Connected frontline workers enabled by digital work order management provide an end-to-end cause-and-effect management process in your factory to maximize human efficiency, ensuring critical tasks across every order are completed along the way.

Retaining knowledge during the ‘Great Resignation’

In June and July 2022, the manufacturing industry saw almost 700,000 Americans walk away from industry roles (or more likely change to a new company) in a phenomenon widely known as the ‘Great Resignation’, creating a significant knowledge drain in most companies.

Skills and knowledge are just as susceptible to depreciating as physical assets if the right systems aren’t in place, and manufacturers still working without structured processes and tools that support key frontline staff may get left behind. Creating and revising paper-based SOPs and onboarding operators can take months, only for that knowledge to be lost due to high turnover rates.

Within a digital platform such as TilliT, manufacturers can capture the knowledge of their best employees in a task-oriented workflow. It effectively acts as a co-pilot, guiding everyone from the newest to most experienced employees on best practices, providing a safeguard for when processes, machinery, or staff change, and ensuring knowledge isn’t lost if a key team member leaves.

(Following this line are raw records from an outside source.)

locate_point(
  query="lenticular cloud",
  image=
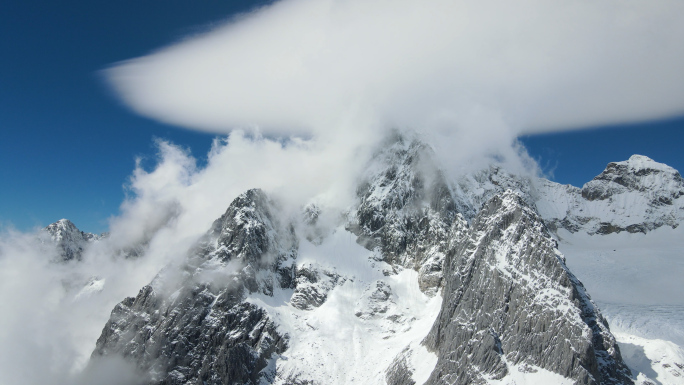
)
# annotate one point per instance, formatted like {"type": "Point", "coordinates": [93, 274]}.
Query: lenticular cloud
{"type": "Point", "coordinates": [319, 67]}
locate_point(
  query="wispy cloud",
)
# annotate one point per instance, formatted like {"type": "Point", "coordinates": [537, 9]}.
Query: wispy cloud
{"type": "Point", "coordinates": [305, 66]}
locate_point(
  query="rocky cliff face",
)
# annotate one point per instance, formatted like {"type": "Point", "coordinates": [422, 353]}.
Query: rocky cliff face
{"type": "Point", "coordinates": [407, 210]}
{"type": "Point", "coordinates": [510, 303]}
{"type": "Point", "coordinates": [260, 300]}
{"type": "Point", "coordinates": [70, 240]}
{"type": "Point", "coordinates": [637, 195]}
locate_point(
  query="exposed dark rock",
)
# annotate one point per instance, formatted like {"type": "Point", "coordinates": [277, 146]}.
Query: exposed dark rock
{"type": "Point", "coordinates": [509, 299]}
{"type": "Point", "coordinates": [407, 211]}
{"type": "Point", "coordinates": [70, 241]}
{"type": "Point", "coordinates": [192, 325]}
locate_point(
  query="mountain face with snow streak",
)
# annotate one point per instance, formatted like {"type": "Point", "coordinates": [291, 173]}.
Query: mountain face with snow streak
{"type": "Point", "coordinates": [70, 241]}
{"type": "Point", "coordinates": [191, 324]}
{"type": "Point", "coordinates": [511, 303]}
{"type": "Point", "coordinates": [636, 196]}
{"type": "Point", "coordinates": [423, 280]}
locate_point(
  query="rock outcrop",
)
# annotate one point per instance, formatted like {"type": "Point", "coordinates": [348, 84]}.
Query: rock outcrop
{"type": "Point", "coordinates": [510, 301]}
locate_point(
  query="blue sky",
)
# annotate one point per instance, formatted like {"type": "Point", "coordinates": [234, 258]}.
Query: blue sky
{"type": "Point", "coordinates": [68, 146]}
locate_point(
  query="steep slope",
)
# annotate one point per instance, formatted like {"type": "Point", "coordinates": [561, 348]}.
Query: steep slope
{"type": "Point", "coordinates": [191, 324]}
{"type": "Point", "coordinates": [265, 298]}
{"type": "Point", "coordinates": [407, 210]}
{"type": "Point", "coordinates": [637, 196]}
{"type": "Point", "coordinates": [69, 239]}
{"type": "Point", "coordinates": [510, 304]}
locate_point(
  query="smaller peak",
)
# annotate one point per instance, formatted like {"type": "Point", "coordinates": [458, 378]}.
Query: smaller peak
{"type": "Point", "coordinates": [642, 162]}
{"type": "Point", "coordinates": [640, 158]}
{"type": "Point", "coordinates": [65, 222]}
{"type": "Point", "coordinates": [61, 224]}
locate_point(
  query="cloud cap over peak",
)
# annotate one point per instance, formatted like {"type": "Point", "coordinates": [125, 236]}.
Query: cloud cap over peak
{"type": "Point", "coordinates": [300, 66]}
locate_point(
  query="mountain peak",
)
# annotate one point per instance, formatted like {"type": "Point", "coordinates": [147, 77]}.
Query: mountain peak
{"type": "Point", "coordinates": [641, 162]}
{"type": "Point", "coordinates": [69, 239]}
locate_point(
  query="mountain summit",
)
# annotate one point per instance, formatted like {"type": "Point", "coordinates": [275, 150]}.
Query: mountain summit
{"type": "Point", "coordinates": [422, 280]}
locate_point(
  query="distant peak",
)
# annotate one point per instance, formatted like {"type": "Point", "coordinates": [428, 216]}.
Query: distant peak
{"type": "Point", "coordinates": [62, 224]}
{"type": "Point", "coordinates": [640, 158]}
{"type": "Point", "coordinates": [642, 162]}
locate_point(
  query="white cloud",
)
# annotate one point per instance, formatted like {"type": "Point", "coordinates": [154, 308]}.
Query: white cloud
{"type": "Point", "coordinates": [303, 66]}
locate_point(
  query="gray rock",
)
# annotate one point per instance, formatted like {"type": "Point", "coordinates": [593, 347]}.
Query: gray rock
{"type": "Point", "coordinates": [406, 210]}
{"type": "Point", "coordinates": [510, 300]}
{"type": "Point", "coordinates": [192, 325]}
{"type": "Point", "coordinates": [70, 241]}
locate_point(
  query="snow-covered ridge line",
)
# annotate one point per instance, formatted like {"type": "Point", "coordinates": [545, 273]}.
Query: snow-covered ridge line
{"type": "Point", "coordinates": [70, 241]}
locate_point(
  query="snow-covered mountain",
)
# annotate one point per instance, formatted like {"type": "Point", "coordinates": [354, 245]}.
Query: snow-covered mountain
{"type": "Point", "coordinates": [422, 280]}
{"type": "Point", "coordinates": [70, 241]}
{"type": "Point", "coordinates": [637, 195]}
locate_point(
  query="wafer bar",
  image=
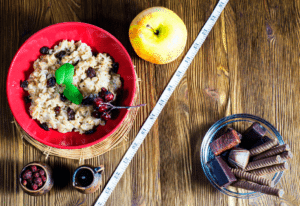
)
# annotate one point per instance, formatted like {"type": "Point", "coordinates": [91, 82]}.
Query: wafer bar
{"type": "Point", "coordinates": [274, 151]}
{"type": "Point", "coordinates": [252, 177]}
{"type": "Point", "coordinates": [225, 142]}
{"type": "Point", "coordinates": [261, 141]}
{"type": "Point", "coordinates": [221, 172]}
{"type": "Point", "coordinates": [264, 162]}
{"type": "Point", "coordinates": [252, 135]}
{"type": "Point", "coordinates": [270, 170]}
{"type": "Point", "coordinates": [263, 147]}
{"type": "Point", "coordinates": [258, 188]}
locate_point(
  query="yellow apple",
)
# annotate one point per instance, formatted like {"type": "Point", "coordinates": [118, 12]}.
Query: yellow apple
{"type": "Point", "coordinates": [158, 35]}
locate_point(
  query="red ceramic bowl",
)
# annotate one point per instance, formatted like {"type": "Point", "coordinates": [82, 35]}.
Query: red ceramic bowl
{"type": "Point", "coordinates": [22, 65]}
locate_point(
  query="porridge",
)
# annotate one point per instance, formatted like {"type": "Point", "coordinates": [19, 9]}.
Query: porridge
{"type": "Point", "coordinates": [95, 77]}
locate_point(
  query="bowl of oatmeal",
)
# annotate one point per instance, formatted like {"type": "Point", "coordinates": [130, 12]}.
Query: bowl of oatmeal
{"type": "Point", "coordinates": [103, 73]}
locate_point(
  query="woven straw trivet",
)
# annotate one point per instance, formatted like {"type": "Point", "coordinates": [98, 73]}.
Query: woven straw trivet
{"type": "Point", "coordinates": [95, 150]}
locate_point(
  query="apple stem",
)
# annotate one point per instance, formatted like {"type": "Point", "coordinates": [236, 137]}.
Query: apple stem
{"type": "Point", "coordinates": [149, 27]}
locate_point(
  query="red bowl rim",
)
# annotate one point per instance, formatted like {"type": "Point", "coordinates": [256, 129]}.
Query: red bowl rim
{"type": "Point", "coordinates": [73, 24]}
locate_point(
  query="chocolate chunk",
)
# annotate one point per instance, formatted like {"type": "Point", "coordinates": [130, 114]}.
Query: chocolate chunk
{"type": "Point", "coordinates": [225, 142]}
{"type": "Point", "coordinates": [24, 84]}
{"type": "Point", "coordinates": [221, 172]}
{"type": "Point", "coordinates": [238, 158]}
{"type": "Point", "coordinates": [91, 131]}
{"type": "Point", "coordinates": [253, 136]}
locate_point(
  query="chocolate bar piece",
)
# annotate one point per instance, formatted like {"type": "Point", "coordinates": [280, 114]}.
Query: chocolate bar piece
{"type": "Point", "coordinates": [253, 136]}
{"type": "Point", "coordinates": [221, 172]}
{"type": "Point", "coordinates": [225, 142]}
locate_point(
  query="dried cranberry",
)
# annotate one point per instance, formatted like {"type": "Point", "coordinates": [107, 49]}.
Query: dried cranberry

Increasing resilience and business continuity will be important as the upward trend of monthly turnover data continue to rise following a brief reprieve in 2020 as workers embraced job security during the height of the pandemic.

Digital manufacturing operations: optimizing people

Small and medium-sized enterprises make up the vast majority of all U.S. businesses. Until advanced robots are available and affordable for all SMEs people are here to stay, and some processes may never be replaced by automation and robotics.

Unlocking human efficiency by synchronizing processes, machinery, and people is digitalizing reimagined. Rather than looking for ways to replace the human presence in our factories with technology, let’s shift our thinking towards embracing technology that supports people.